Hier eine kleine Tabelle zur Orientierung:
| USA |
Deutschland |
| Studio |
1 Zimmer, Kueche, Bad |
| 1 Bedroom, 1 Bath |
2 Zimmer, Kueche, Bad |
| 2 Bedroom, 1 Bath |
3 Zimmer, Kueche, Bad |
| 2 Bedroom, 2 Bath |
3 Zimmer, Kueche, 2 Baeder |
| 3 Bedroom, 2 Bath |
4 Zimmer, Kueche, 2 Baeder |
Der zweite Unterschied ist die Angabe der Groesse einer Wohnung. Diese wird naemlich in Squarefeet und nicht Quadratmeter angegeben. Die Squarefeetangabe in den USA umfasst die komplette Flaeche d.h. incl. aller Abstellraeume, Balkon/Terrasse, Kueche, Baeder, etc.
Hier wieder eine kleine Tabelle mit einigen Richtwerten:
| Quadratmeter |
Square Feet |
| 50 |
538 |
| 100 |
1076 |
| 150 |
1616 |
| 200 |
2153 |
Der dritte und wohl groesste Unterschied ist die Laufzeit von Mietvertraegen. In den USA gibt es i.d.R. Mietvertraege mit einer Maximallaufzeit von einem Jahr. Ueblich sind auch Mietvertraege von 6 Monaten oder 1 Monat. Die Miete ist guenstiger je laenger die Laufzeit. Nach Ablauf der Laufzeit unterbreitet der Vermieter dem Mieter ein neues Angebot, dabei wird die Miete entsprechend angepasst. Die Anpassung der Miete richtet sich nach der jeweiligen Marktlage und kann sich nach oben oder unten veraendern. Wir sind im Mai 2008 in die USA gegangen und haben unsere erste Wohnung im Juli 2008 gemietet. Zu diesem Zeitpunkt hatten die Mieten einen Hoechststand erreicht. Mit der Immobilien- und Wirtschaftskrise 2008/09 ist unser Vermieter, nach Ablauf des Vertrages, in 2009 mit der Miete um 300 USD runtergegangen!

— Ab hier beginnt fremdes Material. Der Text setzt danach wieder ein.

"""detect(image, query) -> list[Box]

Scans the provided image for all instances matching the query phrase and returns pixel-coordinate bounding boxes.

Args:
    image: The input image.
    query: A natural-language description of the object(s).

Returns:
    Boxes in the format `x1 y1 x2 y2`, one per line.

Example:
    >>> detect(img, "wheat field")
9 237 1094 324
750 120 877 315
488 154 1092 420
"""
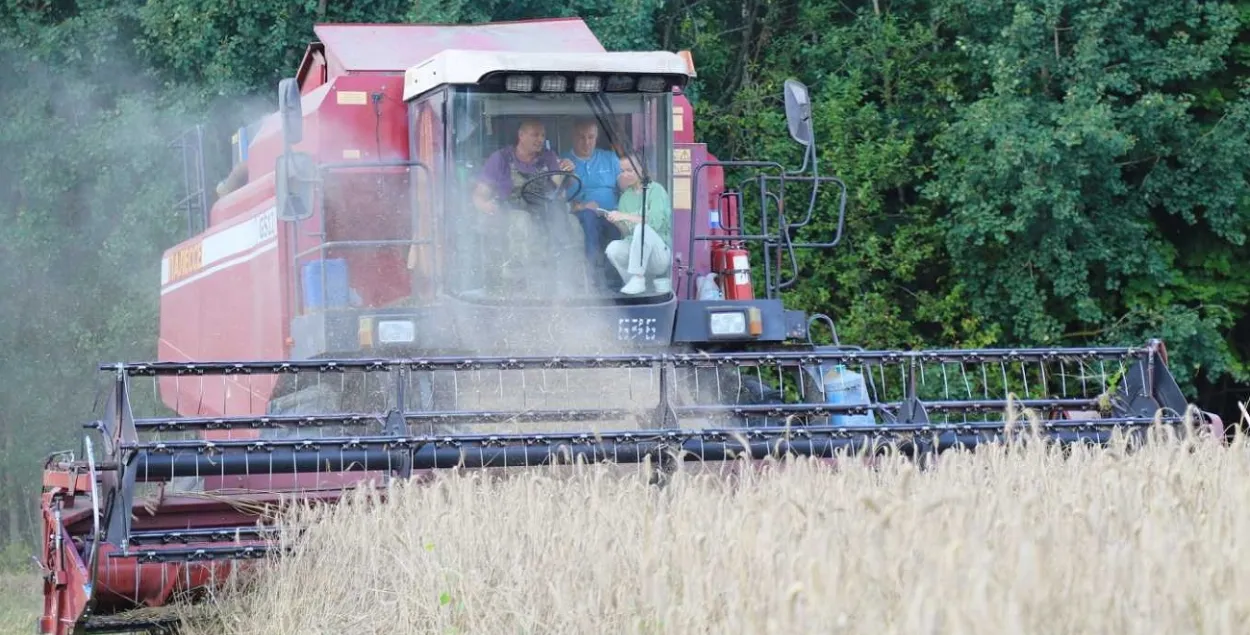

TIPP: Ein Vermieter von Apartments in einem Apartmentkomplex darf nach amerikanischem Recht gleiche Apartments (d.h. Groesse und Lage des Apartments) nicht zu unterschiedlichen Preisen vermieten. D.h. wenn man in einem Apartmentkomplex wohnt und der Mietvertrag sich dem Ende neigt, sollte man schauen fuer wieviel der Vermieter gerade leerstehende Apartments anbietet, um dann abzuschaetzen, ob sein Angebot fair ist.
Im Allgemeinen variieren die Mietpreise in den USA stark. Den groessten Einfluss hat natuerlich die Gegend in die man zieht. New York (insb. Manhatten) ist teuer und Manchester-Nashua ist billig, das ist jedem einleuchtend. Jedoch gibt es auch in der gleichen Gegend gewisse Faktoren, die den Mietpreis beeinflussen koennen. Diese sind:
- Anzahl der Bedrooms
- Anzahl der Bathrooms
- Etage des Apartments (je hoeher desto teurer)
- “Amenities” (Pool, Fitnessraum, etc in einem Apartmentkomplex)
- Crime Rate (je niedriger die Kriminalitaet desto hoeher die Miete)
- Jahreszeit (Mieten sind im Sommer hoeher als im Winter)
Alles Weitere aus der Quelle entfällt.